The major contract issue for INA is securing safer nurse-to-patient ratios to ensure quality care, similar to what a proposed state law would do. The university has repeatedly rejected this proposal.
As a candidate in 2018, Illinois Governor J.B. Pritzker told INA members that if elected, he would support safe staffing legislation. As governor, Pritzker appoints the University of Illinois Board of Trustees and serves as an ex-officio trustee himself.
“Governor Pritzker told us if the Safe Patient Limits Act came before his desk, he would sign it,” explained Pater. “Quite frankly, in this proposal, it’s on his desk, as he is the ex-officio of the board of trustees to this university. He needs to keep his promise to us.”
For SEIU Local 73, another major issue in negotiations is making sure all workers are paid at least $15 an hour. Although the Chicago minimum wage is currently $14 per hour, UIC pays many of its predominantly Black and Latino building service workers only $11 to $12.
The university can get away with this because, as a state employer, it is exempt from the city’s minimum wage law — a caveat that allows UIC to also pay undergraduate student workers a subminimum wage. Meanwhile, University of Illinois president Timothy Killeen was awarded a $235,000 raise earlier this year, after having received bonuses between 2016 and 2018totaling $300,000 and also being provided with a mansion.
“I shouldn’t have to struggle from paycheck to paycheck when I’m working every day,” said building service worker Sharon Geddis. “President Killeen doesn’t have to struggle, why should I?”
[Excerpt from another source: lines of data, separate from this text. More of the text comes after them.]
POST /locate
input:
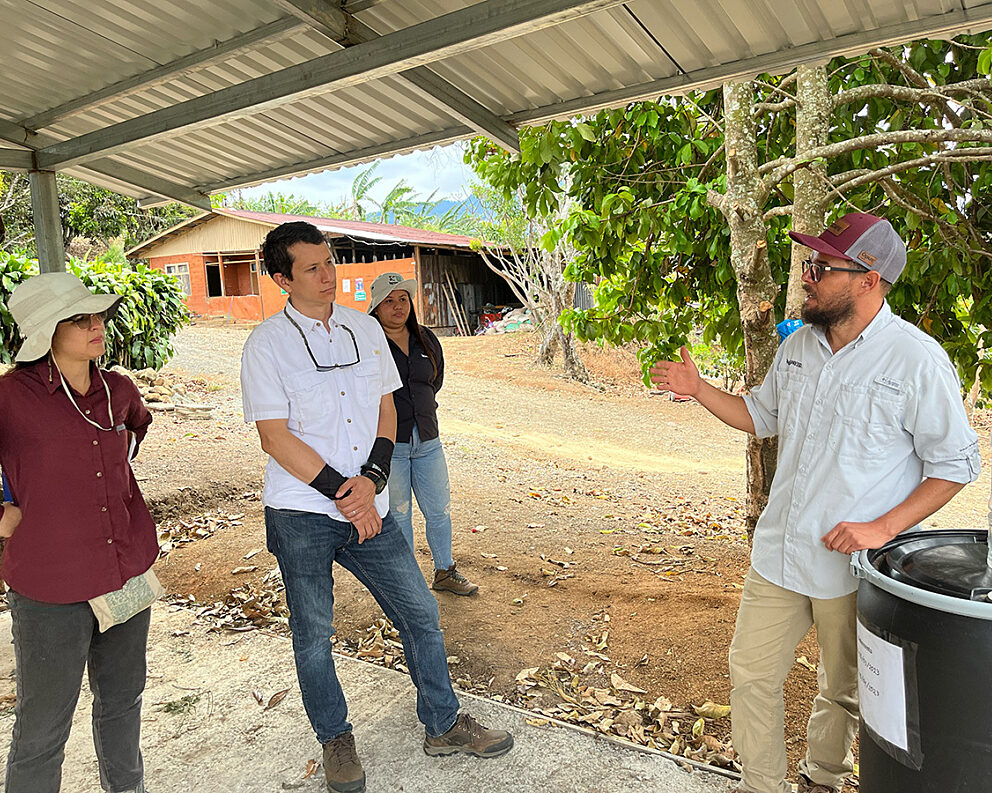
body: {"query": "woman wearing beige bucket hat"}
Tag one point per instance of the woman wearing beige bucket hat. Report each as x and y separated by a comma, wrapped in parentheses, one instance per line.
(418, 463)
(80, 542)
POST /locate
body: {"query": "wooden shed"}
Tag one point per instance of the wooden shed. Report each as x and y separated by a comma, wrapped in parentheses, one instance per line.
(217, 257)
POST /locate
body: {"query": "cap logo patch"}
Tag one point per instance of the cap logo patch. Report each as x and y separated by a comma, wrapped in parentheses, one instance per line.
(838, 227)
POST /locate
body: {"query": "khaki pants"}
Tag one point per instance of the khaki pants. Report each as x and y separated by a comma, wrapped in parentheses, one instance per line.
(770, 624)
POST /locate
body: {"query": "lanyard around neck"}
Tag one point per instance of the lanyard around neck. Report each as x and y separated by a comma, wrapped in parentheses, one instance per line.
(106, 388)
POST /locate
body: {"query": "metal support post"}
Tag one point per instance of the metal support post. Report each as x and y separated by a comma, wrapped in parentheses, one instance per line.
(47, 223)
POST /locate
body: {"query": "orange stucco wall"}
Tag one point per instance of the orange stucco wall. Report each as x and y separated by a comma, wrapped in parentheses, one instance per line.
(272, 298)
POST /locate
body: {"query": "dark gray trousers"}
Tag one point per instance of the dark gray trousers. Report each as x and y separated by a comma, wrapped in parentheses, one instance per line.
(53, 644)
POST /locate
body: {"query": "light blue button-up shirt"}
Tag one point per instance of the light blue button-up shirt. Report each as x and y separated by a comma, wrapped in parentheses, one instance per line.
(858, 430)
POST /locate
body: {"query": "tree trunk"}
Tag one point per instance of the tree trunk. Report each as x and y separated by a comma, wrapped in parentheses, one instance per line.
(812, 130)
(756, 288)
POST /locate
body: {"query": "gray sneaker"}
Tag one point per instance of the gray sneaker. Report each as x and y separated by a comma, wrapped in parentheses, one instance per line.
(342, 768)
(451, 580)
(469, 737)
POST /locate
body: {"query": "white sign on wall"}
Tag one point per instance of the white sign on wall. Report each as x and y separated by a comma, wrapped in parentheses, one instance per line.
(882, 687)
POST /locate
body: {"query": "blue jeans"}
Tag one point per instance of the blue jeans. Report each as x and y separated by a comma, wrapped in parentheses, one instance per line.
(53, 644)
(306, 545)
(420, 466)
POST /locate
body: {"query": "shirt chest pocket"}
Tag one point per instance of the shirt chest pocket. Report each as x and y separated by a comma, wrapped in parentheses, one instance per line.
(792, 386)
(866, 423)
(310, 403)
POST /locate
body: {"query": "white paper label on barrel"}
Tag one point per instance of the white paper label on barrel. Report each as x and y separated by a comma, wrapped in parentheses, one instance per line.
(882, 687)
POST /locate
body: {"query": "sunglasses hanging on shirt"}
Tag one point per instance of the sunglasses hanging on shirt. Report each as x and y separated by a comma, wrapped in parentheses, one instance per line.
(321, 367)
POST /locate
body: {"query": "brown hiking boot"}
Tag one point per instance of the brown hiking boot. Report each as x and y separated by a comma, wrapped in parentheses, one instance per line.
(809, 786)
(451, 580)
(342, 768)
(469, 737)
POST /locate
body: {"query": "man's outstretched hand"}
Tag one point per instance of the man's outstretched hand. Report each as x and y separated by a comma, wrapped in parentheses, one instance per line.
(680, 377)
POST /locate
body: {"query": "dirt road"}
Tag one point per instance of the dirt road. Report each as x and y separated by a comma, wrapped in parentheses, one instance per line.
(575, 509)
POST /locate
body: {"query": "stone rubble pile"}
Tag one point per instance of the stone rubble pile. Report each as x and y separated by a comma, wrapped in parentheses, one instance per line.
(165, 392)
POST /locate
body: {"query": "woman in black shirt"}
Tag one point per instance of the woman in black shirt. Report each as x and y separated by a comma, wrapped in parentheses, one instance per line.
(418, 463)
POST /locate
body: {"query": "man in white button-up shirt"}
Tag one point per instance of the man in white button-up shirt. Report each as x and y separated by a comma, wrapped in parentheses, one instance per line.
(873, 438)
(317, 381)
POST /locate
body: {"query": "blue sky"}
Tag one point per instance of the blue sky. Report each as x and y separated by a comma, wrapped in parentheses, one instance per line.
(440, 169)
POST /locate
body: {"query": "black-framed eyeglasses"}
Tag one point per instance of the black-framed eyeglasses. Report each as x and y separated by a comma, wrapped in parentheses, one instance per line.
(321, 367)
(816, 269)
(85, 321)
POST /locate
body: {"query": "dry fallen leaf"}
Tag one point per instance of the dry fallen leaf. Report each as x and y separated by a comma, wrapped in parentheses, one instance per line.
(622, 685)
(711, 710)
(276, 698)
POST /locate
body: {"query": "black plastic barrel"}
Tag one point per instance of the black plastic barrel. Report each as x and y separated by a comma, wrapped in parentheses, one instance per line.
(925, 664)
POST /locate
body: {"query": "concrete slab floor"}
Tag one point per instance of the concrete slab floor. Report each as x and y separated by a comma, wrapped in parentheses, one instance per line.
(221, 739)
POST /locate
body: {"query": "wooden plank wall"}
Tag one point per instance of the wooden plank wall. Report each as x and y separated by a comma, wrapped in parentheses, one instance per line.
(477, 284)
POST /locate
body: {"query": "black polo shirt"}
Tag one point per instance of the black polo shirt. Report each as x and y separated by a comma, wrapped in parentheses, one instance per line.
(415, 401)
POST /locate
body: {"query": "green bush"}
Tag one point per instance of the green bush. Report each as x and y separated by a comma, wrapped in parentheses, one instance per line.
(139, 336)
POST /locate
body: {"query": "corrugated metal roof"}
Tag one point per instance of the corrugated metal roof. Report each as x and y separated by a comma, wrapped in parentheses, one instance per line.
(358, 229)
(178, 99)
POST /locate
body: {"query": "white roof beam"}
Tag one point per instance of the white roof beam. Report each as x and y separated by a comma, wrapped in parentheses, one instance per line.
(949, 24)
(467, 29)
(140, 181)
(221, 51)
(354, 6)
(15, 160)
(459, 105)
(325, 17)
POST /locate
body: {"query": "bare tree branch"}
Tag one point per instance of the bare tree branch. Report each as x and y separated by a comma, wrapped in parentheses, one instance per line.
(913, 77)
(983, 154)
(783, 167)
(930, 95)
(777, 212)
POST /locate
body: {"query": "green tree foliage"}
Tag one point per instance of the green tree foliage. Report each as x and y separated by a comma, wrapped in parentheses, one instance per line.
(140, 334)
(85, 211)
(909, 138)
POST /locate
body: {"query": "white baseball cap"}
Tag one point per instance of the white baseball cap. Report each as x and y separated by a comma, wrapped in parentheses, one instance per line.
(386, 283)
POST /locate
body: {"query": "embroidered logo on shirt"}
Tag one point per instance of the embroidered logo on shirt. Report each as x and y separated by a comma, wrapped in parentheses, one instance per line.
(888, 382)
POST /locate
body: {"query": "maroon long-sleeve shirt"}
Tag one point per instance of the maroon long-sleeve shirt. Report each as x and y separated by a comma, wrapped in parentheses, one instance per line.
(85, 528)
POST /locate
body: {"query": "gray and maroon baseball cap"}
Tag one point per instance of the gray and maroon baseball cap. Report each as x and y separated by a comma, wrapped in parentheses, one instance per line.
(865, 239)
The INA and SEIU Local 73 strikes are only the latest example of worker unrest at the University of Illinois. Last year, 1,500 graduate workers at UIC waged a nearly three-week strike before winning a new contract, and UIC faculty came within a hair’s breadth of also striking. At the Urbana-Champaign campus downstate, graduate workers led a successful two-week strike in 2018, and non-tenure-track faculty won a first contract in 2016 after a two-day strike.
The recent uptick in worker militancy at the university is partly a response to the administration’s union-busting efforts in the wake of the Supreme Court’s anti-labor Janus decision — which has put all public sector unions on the defensive. Combined with the hazardous working conditions related to the pandemic and the administration’s unwillingness to compromise at the bargaining table, it’s little wonder why UIC is now experiencing the biggest strike in its history.
As Palmer put it, “UIC workers are not only fighting for their livelihoods, but for their lives, the safety of their families, and the communities being served.”